Image 1: A JetBlue aircraft
On April 26, JetBlue (NASDAQ:JBLU) made clear during an analyst question-and-answer session that the airline was seriously looking at potentially purchasing the A321LR after a bid to acquire Virgin America (NASDAQ:VA) earlier this month did not succeed. The aircraft would bring JetBlue an abundance of opportunities and may be a better use of cash than an acquisition of Virgin America would have been.
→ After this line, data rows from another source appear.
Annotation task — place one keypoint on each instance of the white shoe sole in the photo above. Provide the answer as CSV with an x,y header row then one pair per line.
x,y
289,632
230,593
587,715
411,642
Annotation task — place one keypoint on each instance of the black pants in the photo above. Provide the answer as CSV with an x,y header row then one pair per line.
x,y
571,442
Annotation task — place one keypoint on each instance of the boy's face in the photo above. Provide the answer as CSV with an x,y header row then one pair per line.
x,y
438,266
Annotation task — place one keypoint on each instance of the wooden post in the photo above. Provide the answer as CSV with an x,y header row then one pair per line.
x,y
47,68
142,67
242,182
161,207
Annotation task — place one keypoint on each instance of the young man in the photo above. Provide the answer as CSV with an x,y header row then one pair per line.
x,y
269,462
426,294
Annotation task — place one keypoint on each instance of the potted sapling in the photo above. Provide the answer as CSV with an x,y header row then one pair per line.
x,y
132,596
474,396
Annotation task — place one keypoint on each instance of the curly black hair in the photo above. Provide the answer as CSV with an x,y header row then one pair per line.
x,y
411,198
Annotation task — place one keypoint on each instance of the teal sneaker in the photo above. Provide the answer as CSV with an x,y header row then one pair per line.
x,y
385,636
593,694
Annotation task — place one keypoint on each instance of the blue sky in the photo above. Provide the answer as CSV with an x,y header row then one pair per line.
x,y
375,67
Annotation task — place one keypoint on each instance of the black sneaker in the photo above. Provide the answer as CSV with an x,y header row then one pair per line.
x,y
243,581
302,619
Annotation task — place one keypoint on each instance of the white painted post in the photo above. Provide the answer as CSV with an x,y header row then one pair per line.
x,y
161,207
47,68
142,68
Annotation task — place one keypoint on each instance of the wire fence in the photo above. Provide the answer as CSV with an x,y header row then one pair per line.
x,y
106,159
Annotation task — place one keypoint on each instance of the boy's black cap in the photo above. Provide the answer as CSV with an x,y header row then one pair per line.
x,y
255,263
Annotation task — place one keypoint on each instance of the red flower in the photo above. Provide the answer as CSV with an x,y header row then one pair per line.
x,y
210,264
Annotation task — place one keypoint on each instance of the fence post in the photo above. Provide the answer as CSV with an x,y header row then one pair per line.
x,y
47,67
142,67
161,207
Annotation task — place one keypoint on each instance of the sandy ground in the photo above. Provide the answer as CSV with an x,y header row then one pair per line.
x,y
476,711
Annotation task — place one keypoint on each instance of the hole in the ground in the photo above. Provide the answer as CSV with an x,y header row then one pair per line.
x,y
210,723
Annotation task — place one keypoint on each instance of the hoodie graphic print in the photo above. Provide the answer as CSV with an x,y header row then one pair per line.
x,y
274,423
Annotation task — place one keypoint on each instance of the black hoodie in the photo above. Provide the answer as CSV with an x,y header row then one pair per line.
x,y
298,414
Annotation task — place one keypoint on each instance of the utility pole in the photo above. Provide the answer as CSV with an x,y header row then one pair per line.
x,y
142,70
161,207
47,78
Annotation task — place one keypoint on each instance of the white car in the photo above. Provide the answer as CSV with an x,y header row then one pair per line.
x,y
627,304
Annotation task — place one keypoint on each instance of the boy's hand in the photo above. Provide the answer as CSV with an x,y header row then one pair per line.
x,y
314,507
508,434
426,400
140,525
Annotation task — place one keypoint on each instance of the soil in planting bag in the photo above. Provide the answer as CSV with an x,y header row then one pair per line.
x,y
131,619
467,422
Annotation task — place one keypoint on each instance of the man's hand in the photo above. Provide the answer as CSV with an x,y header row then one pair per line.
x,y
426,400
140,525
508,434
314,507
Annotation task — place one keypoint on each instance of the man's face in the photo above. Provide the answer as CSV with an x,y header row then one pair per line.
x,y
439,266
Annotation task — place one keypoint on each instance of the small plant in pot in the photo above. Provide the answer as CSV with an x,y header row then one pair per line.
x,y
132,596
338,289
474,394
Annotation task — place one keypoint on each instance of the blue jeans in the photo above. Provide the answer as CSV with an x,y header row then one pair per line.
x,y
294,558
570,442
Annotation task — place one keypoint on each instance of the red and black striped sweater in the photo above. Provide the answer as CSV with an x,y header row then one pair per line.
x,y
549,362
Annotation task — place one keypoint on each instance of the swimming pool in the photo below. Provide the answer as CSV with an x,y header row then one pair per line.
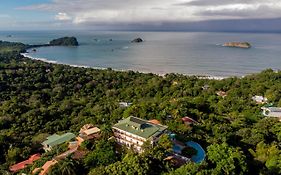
x,y
200,156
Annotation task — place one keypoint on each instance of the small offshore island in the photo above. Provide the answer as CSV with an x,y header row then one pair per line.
x,y
244,45
58,119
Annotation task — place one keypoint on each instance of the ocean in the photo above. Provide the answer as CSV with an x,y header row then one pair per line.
x,y
191,53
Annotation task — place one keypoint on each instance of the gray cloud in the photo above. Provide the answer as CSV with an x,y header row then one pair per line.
x,y
215,2
156,11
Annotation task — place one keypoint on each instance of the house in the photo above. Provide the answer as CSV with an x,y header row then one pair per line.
x,y
188,120
133,132
88,132
55,140
154,121
272,112
260,99
125,104
205,87
45,168
222,94
19,166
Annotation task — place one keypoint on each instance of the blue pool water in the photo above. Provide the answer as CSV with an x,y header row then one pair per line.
x,y
200,156
177,149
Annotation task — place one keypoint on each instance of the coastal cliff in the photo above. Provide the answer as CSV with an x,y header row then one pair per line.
x,y
244,45
65,41
137,40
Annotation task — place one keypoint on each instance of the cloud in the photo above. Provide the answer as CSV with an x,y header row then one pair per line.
x,y
62,17
5,16
158,11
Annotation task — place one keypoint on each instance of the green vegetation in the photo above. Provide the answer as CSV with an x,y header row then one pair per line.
x,y
38,99
65,41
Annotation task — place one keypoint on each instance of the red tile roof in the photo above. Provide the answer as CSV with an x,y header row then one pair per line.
x,y
188,120
154,121
23,164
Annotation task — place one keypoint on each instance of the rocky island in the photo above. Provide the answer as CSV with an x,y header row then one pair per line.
x,y
137,40
65,41
244,45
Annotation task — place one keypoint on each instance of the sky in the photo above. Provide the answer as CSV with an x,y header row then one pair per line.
x,y
198,15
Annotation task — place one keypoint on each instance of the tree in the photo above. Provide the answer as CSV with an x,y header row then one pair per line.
x,y
226,159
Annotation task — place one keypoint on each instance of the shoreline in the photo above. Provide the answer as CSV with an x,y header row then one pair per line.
x,y
207,77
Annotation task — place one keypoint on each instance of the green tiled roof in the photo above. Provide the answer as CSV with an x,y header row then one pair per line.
x,y
55,139
140,127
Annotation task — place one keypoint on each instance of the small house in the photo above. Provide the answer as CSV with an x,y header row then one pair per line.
x,y
19,166
188,120
88,132
260,99
55,140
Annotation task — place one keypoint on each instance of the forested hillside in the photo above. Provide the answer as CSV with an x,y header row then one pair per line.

Img 2: A321LR marketing presentation
The A321LR is an aircraft recently launched by Airbus in response to several U.S. airlines looking for a viable transatlantic single aisle aircraft. The Boeing (NYSE:BA) 757 was previously used for these missions but has since went out of production with no replacement announced to date.
The A321LR features a 4,000 nautical mile range which would allow airlines to easily cross the Atlantic from the East Coast of the United States while burning 30% less fuel than the 757s it replaces.
For JetBlue, this aircraft would likely mark its entrance into the transatlantic market. There is a lot to be excited for JetBlue shareholders, besides the date which is still a few years out at the earliest.
The aircraft with a 4,000 nautical mile range would allow JetBlue to connect its hubs of New York JFK and Boston to Ireland, the UK, and much of Western Europe as shown in Image 2 above. The aircraft would allow JetBlue to enter the low-cost/long-haul marketplace, an area seeing substantial growth in recent years.
WestJet (OTC:WJAFF), a low-cost airline based in Canada and modeled after Southwest (NYSE:LUV) recently launched service to the UK and Ireland from Canada with Boeing 737 aircraft, similar aircraft to the A320 and A321 aircraft currently in JetBlue's fleet. Due to Canada's better geographic location, WestJet did not need an aircraft such as the A321LR to operate these routes. WestJet announced, though, that its first transatlantic route to Dublin, Ireland, was its most successful route launch ever. Norwegian Airlines has also launched several low-cost transatlantic routes from several European cities to the United States and has seen an incredible response, with load factors on its flights averaging 86%. Norwegian has seen strong growth and within a few years will be almost 4x as large based on current aircraft orders. As airlines on both side of the Atlantic consolidate, and fares are driven upwards, there is more and more demand for disruptors such as WestJet, Norwegian and JetBlue to come in and offer a compelling lower cost alternative.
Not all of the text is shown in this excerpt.